Bien que ces partis aient de plus en plus de succès en Europe, parler d’une tendance générale au scepticisme à l’égard de la migration serait trop simpliste. Bien au contraire : l’adhésion aux partis nationalistes varie fortement selon les groupes de population et les régions. Alors que ces partis atteignent par exemple des majorités, parfois absolues, dans certaines régions rurales et économiquement faibles de nombreux pays européens, ils ne dépassent pas un dixième des voix dans de nombreuses villes. Les citadins rejettent souvent clairement cette politique et embrassent l’immigration.
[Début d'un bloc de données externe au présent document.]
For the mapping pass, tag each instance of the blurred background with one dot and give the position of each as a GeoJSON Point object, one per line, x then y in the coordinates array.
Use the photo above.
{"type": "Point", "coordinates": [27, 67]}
Mais pourquoi cette polarisation sociale ? Pourquoi les attitudes politiques à l’égard de l’immigration varient-elles autant d’une région à l’autre ?

Une nouvelle analyse de Stephan Schneider (KOF - ETH Zurich) et Valentin Lang (Université de Mannheim) se penche sur cette question. Les deux économistes politiques supposent que les expériences à long terme en matière d’immigration jouent un rôle décisif. Les régions dans lesquelles les électeurs ou leurs ancêtres ont déjà eu une expérience intensive de l’immigration par le passé peuvent y réagir différemment par rapport aux habitants de régions qui n’ont pas eu cette expérience. En d’autres termes, l’expérience serait source d’apprentissage.

La répartition inégale des déplacés allemands comme expérience naturelle

Pour vérifier cette hypothèse, les chercheurs ont analysé les résultats électoraux sur une période de près de 100 ans dans les communes d’une région qui constitue un laboratoire idéal : le sud-ouest de l’Allemagne, limitrophe de la Suisse. Cette région, l’actuel Bade-Wurtemberg, a en effet été divisée pendant quelques années après la Seconde Guerre mondiale avec une zone sous occupation française et une zone sous occupation américaine. Après la guerre, plus de dix millions de germanophones ont dû fuir en peu de temps les anciens territoires de l’Est et d’autres parties de l’Europe de l’Est. Seuls les Américains ont alors accepté d’accueillir ces personnes déplacées dans leur zone d’occupation dans le sud-ouest.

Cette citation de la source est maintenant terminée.